[antlr-interest] OPEN, EOF ambiguity

Sun Apr 11 11:33:13 PDT 2010

This is an interesting example.

EBNF is handy when prototyping a grammar, but IME causes more
problems than it solves in the long run, usually in the form of obscuring
where the real problems lie. Seems like it is just quite difficult to give
intelligible (to non parser experts) error messages in the face of EBNF
constructs.

If I read this particular example correctly, the '+' EBNF operator is
being applied to a nullable non-terminal. I'm thinking that's the highest
level at which this error could have been identified. Without EBNF,
I think the grammar writer would be led to write rules
that presented with a left recursion problem, again
due to the nullability of cltext, but would have been closer
to the real issue (assuming the left recursion error
messages were kind enough to point out which leading
right-hand side non-terminals were nullable).

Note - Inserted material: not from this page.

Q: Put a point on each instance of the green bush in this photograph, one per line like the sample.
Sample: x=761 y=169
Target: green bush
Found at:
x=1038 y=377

OTOH, maybe EBNF is really a good thing if enough
effort is invested in high-level error reporting. I can't see
that it would be impossible for a generator to be smart
enough to flag the '+' and say:
    Can't decide whether to keep repeating 'cltext', which
    can expand to the empty string because 'text' can
    expand to the empty string.
When you have doodads like preconditions, this gets
harder, presumably.

> I guess I'm not clear on why ANTLR is seeing
> OPEN and EOF as an ambiguity.

You tell the computer: "recognize any number of 'cltext'".
But 'cltext' can match the empty string (via 'text'). So,
no matter what token the parser runs into, just how many
empty 'cltext' items do you want it to recognize first?
Zero? One?, 10,000?

The error message is confusing because it is too
low-level and mentions OPEN and EOF. OPEN and
EOF just happen to be the tokens that would be legal
at that point. But the real issue is that you've asked
to recognize an indefinite number of empty strings
that could *precede* that OPEN or EOF.

Computers being literal-minded, this is an ambiguity.
And, in fact, people writing parsers often *do* want
empty strings recognized at various points to get
associated actions triggered before or after a
particular item. But asking to recognize an
indefinite number of empty strings is inherently
ambiguous (nothing really to do with the particular
algorithm you use to parse the grammar). As
the punchline to a bad joke goes:
"How do they know when they're done?"

>  However, the language spec that I must conform to
> specifically states that a text can have zero or more
> phrases (which is the crux of the problem).

Presumably that spec writer simply ignored the fact
that that leads to an infinite number of zero-phrase
'text' items in every input. Since you are the implementer,
however, you must explicitly account for all the
ambiguities the spec writer did not bother to
disambiguate. If specifications were completely
specific, then they could be automatically turned
into code with no need for a programmer. :-)